I use the following function to plot feature importance of my model.
def plot_feature_importance(imp_df):
imp_df.columns = ['feature', 'feature_importance']
plt.figure(figsize=(15,16))
b = sns.barplot(x = 'feature_importance', y ='feature', data = imp_df, orient = 'h', color = 'royalblue')
b.set_xlabel("feature importance", fontsize=30)
b.set_ylabel("feature", fontsize=30)
b.tick_params(labelsize=26)
plt.title("Random Forest feature importace", fontsize=35)
#plt.xlabel('feature_importances', fontsize=16)
#plt.ylabel('feature', fontsize=16)
plt.tight_layout()
And I call it whensoever I plot feature importance.
But the problem is that I want to maintain consistent scaling on the x-axis
. So for example, calling the function on these two models.
data1 =\
{'feature': ['sp_max', 'sp_p85', 'sp_mean', 'sp_std', 'sp_p75', 'sp_iqr', 'sp_median', 'sp_mad', 'sp_p25', 'br_p85', 'jk_std', 'ac_std', 'sp_min',
'jk_min', 'jk_p85', 'ac_mad', 'jk_max', 'jk_p75', 'ac_p85', 'br_p75', 'br_iqr', 'ac_mean', 'br_std', 'ac_max', 'jk_iqr', 'ac_min',
'br_mean', 'ac_p25', 'ac_iqr', 'jk_mad', 'ac_p75', 'jk_mean', 'br_max', 'jk_p25', 'jk_median', 'br_median', 'ac_median', 'br_mad', 'br_p25', 'br_min'],
'feature_importance': [0.0713905329, 0.0614052325, 0.0537031799, 0.0522208471, 0.0447700292, 0.0365220941, 0.0338786688, 0.0315128429,
0.0313193327, 0.0302328929, 0.0277040796, 0.0250055989, 0.0246700799, 0.0241926779, 0.0231924589, 0.0230042172,
0.0217812924, 0.0211596946, 0.0209208033, 0.020761991, 0.0199109668, 0.0195804683, 0.0194071674, 0.0192247004,
0.0191562826, 0.0190183126, 0.0187932756, 0.0187916575, 0.0186561271, 0.0185529459, 0.0182522133, 0.0178571215,
0.0172595608, 0.0161357392, 0.0135001044, 0.0129659029, 0.0121831595, 0.0114491594, 0.00994391099, 1.2677449e-05]}
feature_importance1 = pd.DataFrame(data1)
# function call
plot_feature_importance(feature_importance1)

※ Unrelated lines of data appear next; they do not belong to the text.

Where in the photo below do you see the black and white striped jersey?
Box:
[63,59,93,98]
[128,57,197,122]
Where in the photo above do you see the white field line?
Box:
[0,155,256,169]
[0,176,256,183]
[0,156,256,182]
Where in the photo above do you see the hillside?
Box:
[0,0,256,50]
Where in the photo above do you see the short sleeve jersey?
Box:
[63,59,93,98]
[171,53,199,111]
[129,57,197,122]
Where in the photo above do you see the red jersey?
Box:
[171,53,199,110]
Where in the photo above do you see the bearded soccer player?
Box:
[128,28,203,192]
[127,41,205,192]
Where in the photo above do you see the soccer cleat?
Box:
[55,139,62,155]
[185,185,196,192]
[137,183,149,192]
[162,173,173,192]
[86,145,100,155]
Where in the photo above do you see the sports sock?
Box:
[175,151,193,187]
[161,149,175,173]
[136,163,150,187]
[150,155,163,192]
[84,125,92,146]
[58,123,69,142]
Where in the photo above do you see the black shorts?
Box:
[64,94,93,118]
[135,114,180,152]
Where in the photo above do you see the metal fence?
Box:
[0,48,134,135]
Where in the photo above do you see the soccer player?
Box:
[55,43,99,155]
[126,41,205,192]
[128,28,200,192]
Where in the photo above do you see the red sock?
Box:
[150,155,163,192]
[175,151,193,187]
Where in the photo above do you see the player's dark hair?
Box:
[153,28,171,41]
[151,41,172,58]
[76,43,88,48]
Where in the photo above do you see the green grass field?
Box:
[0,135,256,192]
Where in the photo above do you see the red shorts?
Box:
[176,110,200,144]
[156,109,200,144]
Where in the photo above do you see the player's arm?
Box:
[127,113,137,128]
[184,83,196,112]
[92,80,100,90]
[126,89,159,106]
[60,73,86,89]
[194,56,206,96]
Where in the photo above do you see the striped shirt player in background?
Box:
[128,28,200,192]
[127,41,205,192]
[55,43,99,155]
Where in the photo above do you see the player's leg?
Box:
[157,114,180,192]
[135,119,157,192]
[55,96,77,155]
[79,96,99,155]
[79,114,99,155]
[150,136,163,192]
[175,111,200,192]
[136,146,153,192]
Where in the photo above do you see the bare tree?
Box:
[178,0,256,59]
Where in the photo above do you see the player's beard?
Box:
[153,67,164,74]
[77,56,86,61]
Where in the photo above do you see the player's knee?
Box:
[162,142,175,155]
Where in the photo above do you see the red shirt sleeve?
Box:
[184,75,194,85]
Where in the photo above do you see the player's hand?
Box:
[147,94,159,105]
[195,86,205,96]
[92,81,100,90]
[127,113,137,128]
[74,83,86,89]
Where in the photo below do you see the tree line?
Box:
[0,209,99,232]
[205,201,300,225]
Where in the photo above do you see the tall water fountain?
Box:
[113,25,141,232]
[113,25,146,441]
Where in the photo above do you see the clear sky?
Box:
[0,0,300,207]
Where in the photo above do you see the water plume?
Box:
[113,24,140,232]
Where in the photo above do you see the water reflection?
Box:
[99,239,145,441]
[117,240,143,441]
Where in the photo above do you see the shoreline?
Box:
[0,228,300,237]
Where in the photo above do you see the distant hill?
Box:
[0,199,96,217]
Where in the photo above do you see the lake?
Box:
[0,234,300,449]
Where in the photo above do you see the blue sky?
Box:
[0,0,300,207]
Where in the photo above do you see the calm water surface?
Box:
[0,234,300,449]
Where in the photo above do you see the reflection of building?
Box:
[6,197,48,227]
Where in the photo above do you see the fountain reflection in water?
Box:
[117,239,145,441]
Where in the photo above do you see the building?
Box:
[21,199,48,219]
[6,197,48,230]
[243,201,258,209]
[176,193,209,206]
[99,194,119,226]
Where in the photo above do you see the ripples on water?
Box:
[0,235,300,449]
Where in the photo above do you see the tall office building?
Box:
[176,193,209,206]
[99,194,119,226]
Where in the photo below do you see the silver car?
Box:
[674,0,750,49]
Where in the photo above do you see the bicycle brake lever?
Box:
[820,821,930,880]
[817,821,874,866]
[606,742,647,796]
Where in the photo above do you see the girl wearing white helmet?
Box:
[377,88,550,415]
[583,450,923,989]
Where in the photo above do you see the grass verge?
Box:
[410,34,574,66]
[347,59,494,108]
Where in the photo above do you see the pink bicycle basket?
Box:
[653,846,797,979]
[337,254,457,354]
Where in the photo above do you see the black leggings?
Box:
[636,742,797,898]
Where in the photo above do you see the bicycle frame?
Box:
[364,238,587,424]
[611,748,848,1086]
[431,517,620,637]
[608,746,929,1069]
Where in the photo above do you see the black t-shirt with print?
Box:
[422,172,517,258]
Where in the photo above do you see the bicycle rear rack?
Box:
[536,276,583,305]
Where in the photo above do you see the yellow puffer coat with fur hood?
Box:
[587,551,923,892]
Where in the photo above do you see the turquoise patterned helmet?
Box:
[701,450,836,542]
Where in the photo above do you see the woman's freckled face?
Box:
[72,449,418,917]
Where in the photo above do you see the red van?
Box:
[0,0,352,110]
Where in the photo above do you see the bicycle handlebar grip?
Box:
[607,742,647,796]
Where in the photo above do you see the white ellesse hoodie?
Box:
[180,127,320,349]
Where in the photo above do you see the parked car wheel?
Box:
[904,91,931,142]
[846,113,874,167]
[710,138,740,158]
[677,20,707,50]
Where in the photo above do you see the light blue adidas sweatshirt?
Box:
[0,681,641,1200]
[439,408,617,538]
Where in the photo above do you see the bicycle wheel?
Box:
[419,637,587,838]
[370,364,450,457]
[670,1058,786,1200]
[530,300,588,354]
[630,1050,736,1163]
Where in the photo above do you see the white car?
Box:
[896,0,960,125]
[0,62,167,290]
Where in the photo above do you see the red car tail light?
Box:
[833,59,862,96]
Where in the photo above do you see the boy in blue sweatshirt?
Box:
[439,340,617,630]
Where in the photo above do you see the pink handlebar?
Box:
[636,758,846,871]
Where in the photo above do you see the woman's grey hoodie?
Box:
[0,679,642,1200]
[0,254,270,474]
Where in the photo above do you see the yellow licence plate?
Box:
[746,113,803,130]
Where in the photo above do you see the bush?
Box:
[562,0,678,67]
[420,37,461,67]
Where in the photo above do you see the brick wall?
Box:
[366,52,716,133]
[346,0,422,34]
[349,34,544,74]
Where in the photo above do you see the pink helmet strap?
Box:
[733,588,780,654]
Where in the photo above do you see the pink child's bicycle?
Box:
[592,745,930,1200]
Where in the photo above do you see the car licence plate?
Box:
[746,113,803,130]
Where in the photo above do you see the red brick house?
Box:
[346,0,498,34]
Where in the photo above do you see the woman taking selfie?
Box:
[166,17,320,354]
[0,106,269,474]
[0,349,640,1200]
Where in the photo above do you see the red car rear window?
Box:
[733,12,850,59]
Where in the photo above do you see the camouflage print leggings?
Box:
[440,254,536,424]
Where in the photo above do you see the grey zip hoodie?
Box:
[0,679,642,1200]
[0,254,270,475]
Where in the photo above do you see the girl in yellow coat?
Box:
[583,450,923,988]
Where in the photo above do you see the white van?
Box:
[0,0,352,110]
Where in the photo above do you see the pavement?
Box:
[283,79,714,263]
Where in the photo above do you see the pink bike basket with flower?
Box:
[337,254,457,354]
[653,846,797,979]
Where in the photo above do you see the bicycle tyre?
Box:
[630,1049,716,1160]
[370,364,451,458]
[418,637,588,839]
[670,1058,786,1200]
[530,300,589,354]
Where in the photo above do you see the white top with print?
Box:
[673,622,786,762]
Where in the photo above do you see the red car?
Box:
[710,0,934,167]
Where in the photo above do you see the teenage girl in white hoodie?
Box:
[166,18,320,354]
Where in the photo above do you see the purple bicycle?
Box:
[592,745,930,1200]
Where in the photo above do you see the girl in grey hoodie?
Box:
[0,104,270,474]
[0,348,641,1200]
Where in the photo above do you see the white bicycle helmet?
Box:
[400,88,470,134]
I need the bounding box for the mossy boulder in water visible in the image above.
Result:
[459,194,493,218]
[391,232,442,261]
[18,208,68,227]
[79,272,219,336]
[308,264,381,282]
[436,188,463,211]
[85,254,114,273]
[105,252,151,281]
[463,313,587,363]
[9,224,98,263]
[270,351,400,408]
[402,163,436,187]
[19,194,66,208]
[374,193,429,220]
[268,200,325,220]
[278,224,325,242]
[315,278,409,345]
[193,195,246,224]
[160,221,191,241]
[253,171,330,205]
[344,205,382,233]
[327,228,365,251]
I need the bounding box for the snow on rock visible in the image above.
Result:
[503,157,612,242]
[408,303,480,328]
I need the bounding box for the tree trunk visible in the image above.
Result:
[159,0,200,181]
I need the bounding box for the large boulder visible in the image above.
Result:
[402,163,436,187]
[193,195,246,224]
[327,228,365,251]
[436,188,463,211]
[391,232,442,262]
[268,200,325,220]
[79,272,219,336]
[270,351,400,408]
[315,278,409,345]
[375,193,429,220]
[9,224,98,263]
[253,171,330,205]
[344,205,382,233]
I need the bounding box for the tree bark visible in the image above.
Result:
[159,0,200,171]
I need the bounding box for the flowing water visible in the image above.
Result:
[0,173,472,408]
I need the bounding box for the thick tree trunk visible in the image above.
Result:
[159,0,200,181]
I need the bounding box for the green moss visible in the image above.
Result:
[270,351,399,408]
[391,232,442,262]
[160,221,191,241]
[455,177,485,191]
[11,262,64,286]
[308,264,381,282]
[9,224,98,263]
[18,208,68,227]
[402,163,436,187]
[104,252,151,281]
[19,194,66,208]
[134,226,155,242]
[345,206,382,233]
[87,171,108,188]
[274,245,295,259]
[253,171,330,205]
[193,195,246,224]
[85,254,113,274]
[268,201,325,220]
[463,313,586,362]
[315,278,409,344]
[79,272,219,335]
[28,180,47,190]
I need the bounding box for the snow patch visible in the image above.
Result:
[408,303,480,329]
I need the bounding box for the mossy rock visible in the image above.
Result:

And a call to the second model:
data2 =\
{'feature': ['trip-distance', 'sp_max', 'sp_p85', 'sp_std', 'sp_mean', 'sp_p75', 'sp_iqr', 'sp_median', 'br_p85', 'sp_mad', 'sp_p25',
'jk_std', 'jk_p85', 'sp_min', 'ac_std', 'jk_min', 'ac_mad', 'jk_p75', 'br_p75', 'ac_p85', 'br_iqr', 'jk_mad', 'jk_max',
'jk_iqr', 'ac_p25', 'ac_p75', 'ac_iqr', 'ac_mean', 'ac_min', 'br_std', 'ac_max', 'br_mean', 'jk_p25', 'jk_mean', 'br_max',
'jk_median', 'br_median', 'ac_median', 'br_mad', 'br_p25', 'br_min'],
'feature_importance': [0.179681943, 0.0626488215, 0.0548207093, 0.0465467404, 0.0462552278, 0.0393529557, 0.0310985549, 0.0298559465,
0.0257461545, 0.0254299245, 0.0247697614, 0.0215061763, 0.019717727, 0.0193190652, 0.0192614463, 0.0191363098,
0.0187974266, 0.0179852664, 0.0178322731, 0.0172595835, 0.0169402994, 0.0160361741, 0.016030292, 0.0159925654,
0.014725113, 0.0146868079, 0.0143054259, 0.0142270777, 0.0139906464, 0.0138775454, 0.0138539903, 0.0134992019,
0.0131361466, 0.0129263598, 0.0122852486, 0.0104203687, 0.0101486977, 0.00985276389, 0.00931697107, 0.00671582934,
1.04610595e-05]}
feature_importance2 = pd.DataFrame(data2)
# function call
plot_feature_importance(feature_importance2)
Perfect! But I want to maintain consistent scale, in a 2-decimal format (as in the first plot).